Hewitt pushed the Crows and Karlovic out of his head and replaced them with a positive outlook throughout: "Only had one point to defend, so I wasn't worried about my ranking taking a dive anyway."

One hour and 44 minutes later, Hewitt advanced to the second round, having defeated Melzer, 6-2, 6-4, 6-2. Asked afterwards what had pleased him most, Hewitt smiled and said: "That I got off before the rain."

Federer was also able to dodge the showers, although Bogdanovic admitted that he was "begging for rain" and thinking, "take me out of here, so I get another chance to walk back out there again".

The 20-year-old Bogdanovic lost the opening set after being broken for 3-1, but managed to create two break points in the fifth game of the second set, with Federer leading 3-1. Bogdanovic hit a backhand return long on the first opportunity and missed a forehand volley on the second. After that, Federer could only visualise a successful start to his campaign.

Melzer, a left-hander, like Bogdanovic, was frustrated almost as much by line calls as he was by Hewitt's confident play. At times, the 23-year-old Austrian seemed on the verge of paranoia. He would sometimes stand his ground and look in disbelief when his shots were ruled out, and frequently disputed decisions with the umpire, Steve Ullrich, who assured him there was no conspiracy.

It did not help Melzer's mood that he was unable to convert any of four break points he held against Hewitt in the third game of the opening set - particularly as the Australian went on to win 11 points in a row to lead 5-1.

The second set was close until Hewitt began to torture Melzer with lobs as well as ground-strokes. The Austrian could only watch the ball float over his head and land inside the baseline for 0-40 in the ninth game. Melzer then hit a forehand long on the second break point.

After Hewitt served out the set in the next game, Melzer strode to his chair, threw his racket on the ground, and walked off the court for a bathroom break.
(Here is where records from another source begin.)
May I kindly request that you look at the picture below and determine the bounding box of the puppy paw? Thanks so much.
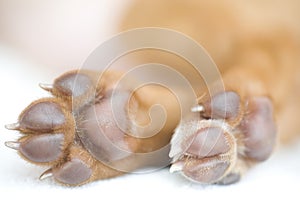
[169,91,276,184]
[5,71,130,185]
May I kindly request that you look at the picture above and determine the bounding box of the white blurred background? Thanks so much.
[0,0,300,199]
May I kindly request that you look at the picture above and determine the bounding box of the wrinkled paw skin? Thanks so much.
[169,91,276,185]
[5,71,130,186]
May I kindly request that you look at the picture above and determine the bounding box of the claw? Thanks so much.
[4,141,20,150]
[191,104,205,112]
[39,169,53,180]
[5,122,20,130]
[39,83,53,92]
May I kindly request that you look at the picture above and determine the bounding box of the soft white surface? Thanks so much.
[0,40,300,199]
[0,0,300,200]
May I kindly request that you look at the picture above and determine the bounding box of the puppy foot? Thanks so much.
[169,91,276,184]
[5,71,130,185]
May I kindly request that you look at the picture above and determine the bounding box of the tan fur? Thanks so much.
[121,0,300,145]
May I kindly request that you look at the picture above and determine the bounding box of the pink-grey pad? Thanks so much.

When Hewitt hit a backhand return past Melzer for 1-1, 15-40, the Austrian let out his familiar shout of "Come on!" Melzer double-faulted on the first break point.

He then picked up another ball and tried to belt it out of the court. The ball ended up in the guttering, and Melzer received a warning.

Britain's Davis Cup team are due to face the talented, temperamental Melzer on his home ground in the World Group qualifying round next September, so yesterday's histrionics will have been noted.

"He shows a bit of emotion out there," Hewitt said. "I guess if you get some dodgy bounces, you've got to be able to deal with those situations. He was frustrated. A couple of lets didn't get called, and he thought he had a couple of bad calls. I just felt things were rolling along nicely for me , and I didn't have to change a helluva lot throughout the whole three sets."

Hewitt was watched yesterday by his parents, who were in the guest box, and by his fiancée, Kim Clijsters, who was with friends in the players' area.

Clijsters had an operation to remove a cyst from her left wrist a week ago. Her forearm will be in a cast for six weeks, after which she is expected to have six weeks of rehabilitation. She therefore will miss the US Open, which starts at the end of August.

Her comeback in due to take place in her native Belgium on 27 September at a new WTA tournament, the Stars Hasselt.

In the meantime, Clijsters will support Hewitt and probably wonder how much of an impact she might have made in the women's singles. And perhaps visualise future contests.